Previous evidence from functional magnetic resonance imaging (fMRI) studies has shown that amygdala responses to emotionally neutral pictures are exaggerated at a group level in patients with severe post-traumatic stress disorder (PTSD) [Hendler T, Rotshtein P, Yeshurun Y, Weizmann T, Kahn I, Ben-Bashat D, Malach R, Bleich A (2003) Neuroimage 19(3):587-600]. The present fMRI study tested the hypothesis that amygdala responses are elevated not only in response to negative pictures but also to neutral pictures as a function of disease severity in patients with mild symptoms and in subjects who did not develop symptoms.
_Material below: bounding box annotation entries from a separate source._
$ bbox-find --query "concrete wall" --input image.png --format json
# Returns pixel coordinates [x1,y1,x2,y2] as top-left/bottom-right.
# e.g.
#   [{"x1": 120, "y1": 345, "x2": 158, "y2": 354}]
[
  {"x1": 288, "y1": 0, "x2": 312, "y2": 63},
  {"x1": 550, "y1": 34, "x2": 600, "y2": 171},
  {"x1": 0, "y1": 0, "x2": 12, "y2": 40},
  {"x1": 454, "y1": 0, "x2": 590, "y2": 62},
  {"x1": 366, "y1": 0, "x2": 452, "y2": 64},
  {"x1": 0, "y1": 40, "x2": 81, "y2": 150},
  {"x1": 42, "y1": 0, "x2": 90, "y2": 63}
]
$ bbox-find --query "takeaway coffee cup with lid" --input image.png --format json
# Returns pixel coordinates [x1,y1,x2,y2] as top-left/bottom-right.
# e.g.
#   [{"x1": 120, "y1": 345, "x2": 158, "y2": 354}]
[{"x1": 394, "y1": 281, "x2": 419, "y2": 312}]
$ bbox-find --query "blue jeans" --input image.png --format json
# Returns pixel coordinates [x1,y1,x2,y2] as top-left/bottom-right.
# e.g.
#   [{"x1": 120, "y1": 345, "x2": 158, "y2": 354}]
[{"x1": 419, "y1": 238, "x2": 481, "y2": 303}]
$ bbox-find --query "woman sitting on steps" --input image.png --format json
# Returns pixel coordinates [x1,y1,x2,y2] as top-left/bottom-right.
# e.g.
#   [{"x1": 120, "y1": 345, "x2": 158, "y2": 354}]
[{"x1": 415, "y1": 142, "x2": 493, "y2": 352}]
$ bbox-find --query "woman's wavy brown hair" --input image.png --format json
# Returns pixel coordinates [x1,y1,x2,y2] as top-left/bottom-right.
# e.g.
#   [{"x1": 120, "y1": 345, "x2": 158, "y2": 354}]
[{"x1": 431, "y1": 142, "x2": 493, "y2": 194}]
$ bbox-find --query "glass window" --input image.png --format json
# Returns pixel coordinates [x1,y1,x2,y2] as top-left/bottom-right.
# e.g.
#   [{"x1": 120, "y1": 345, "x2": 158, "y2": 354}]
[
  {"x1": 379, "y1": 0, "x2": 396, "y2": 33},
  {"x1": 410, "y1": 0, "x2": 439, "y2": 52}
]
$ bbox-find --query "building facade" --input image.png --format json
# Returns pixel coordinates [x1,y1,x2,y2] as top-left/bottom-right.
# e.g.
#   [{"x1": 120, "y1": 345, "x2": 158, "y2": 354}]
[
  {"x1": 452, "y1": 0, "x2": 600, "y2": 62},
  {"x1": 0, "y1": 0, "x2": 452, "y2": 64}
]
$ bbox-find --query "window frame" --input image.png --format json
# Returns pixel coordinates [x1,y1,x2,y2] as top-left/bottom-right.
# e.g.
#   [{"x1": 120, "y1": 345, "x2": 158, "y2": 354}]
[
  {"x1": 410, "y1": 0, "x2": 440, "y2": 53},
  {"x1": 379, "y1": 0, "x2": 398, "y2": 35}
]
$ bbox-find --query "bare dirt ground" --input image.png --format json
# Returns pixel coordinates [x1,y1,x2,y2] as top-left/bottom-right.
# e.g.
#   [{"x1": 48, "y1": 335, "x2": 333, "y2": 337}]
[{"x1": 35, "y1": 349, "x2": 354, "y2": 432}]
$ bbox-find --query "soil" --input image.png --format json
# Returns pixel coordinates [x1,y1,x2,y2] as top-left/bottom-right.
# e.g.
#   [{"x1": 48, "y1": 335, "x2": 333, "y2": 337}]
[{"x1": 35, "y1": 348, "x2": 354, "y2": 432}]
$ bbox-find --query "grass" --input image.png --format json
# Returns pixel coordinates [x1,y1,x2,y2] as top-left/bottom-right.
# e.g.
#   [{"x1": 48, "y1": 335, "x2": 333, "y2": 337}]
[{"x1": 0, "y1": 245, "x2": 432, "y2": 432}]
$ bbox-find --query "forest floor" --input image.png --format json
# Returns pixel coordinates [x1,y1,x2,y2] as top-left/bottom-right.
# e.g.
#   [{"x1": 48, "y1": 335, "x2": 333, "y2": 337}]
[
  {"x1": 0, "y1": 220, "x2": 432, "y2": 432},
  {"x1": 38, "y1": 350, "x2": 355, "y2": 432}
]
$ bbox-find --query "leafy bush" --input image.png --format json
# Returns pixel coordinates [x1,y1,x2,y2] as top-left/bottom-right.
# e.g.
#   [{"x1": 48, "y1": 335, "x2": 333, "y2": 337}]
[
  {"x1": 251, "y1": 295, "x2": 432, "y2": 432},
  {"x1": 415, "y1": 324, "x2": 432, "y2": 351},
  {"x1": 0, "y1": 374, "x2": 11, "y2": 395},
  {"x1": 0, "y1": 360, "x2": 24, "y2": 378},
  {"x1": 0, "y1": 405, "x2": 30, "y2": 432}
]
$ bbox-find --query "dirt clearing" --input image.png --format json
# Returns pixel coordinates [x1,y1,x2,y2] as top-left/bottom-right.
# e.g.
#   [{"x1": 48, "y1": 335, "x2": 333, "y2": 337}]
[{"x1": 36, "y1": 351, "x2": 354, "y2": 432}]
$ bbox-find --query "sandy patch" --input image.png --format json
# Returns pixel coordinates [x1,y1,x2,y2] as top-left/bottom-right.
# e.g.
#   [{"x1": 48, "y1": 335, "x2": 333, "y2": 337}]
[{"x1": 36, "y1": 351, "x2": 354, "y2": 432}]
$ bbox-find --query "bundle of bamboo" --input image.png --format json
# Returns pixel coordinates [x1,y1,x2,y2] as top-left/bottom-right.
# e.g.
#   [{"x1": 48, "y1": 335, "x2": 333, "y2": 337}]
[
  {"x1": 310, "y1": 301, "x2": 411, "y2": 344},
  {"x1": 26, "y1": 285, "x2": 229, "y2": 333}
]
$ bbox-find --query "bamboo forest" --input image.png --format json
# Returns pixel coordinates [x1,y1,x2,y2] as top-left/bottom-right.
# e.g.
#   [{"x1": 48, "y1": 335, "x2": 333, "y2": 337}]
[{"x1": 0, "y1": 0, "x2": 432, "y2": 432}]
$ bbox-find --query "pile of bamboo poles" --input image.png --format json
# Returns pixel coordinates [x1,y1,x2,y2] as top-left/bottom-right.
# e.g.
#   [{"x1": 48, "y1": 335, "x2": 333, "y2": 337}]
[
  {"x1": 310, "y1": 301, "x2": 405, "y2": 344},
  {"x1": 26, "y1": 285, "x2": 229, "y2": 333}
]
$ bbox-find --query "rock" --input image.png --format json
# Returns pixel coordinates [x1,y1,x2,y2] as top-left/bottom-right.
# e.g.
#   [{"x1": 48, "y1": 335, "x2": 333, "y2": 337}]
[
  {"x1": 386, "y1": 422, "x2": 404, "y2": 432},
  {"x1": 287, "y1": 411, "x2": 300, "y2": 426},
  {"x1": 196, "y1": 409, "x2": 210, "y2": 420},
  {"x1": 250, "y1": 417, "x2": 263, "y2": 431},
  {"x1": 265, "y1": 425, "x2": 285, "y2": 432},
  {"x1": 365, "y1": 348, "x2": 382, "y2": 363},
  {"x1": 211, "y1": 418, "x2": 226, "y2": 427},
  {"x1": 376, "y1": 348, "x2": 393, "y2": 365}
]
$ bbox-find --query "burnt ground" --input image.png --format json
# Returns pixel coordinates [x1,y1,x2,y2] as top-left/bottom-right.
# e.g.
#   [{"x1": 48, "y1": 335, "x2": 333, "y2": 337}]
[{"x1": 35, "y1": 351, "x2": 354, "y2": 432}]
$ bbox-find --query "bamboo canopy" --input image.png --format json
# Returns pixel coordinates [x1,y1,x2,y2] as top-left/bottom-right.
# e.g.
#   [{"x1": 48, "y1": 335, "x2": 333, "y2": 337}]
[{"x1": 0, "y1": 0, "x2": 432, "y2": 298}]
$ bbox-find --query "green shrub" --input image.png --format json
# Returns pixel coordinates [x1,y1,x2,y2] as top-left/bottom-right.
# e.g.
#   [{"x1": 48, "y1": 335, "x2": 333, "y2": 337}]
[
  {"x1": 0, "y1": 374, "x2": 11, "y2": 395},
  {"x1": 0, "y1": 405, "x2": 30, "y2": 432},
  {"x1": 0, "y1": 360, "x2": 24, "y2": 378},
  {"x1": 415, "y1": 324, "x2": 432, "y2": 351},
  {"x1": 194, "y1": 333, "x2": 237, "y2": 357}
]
To this end, fMRI scans were performed in 10 patients with mild PTSD and 10 healthy controls (both victims of a bank robbery), during the execution of a visuo-attentional task in which they were asked to observe emotionally negative or neutral pictures. Control subjects showed enhanced amygdala responses to emotionally negative stimuli compared to neutral stimuli. On the contrary, PTSD patients were characterized by high amygdala responses to both neutral and emotional pictures, with no statistically significant difference between the two classes of stimuli. In the entire group, we found correlations among the severity of the PTSD symptoms, task performance, and amygdala activation during the processing of neutral stimuli. Results of this study suggest that amygdala responses and the selectivity of the emotional response to neutral stimuli are elevated as a function of disease severity in PTSD patients with mild symptoms.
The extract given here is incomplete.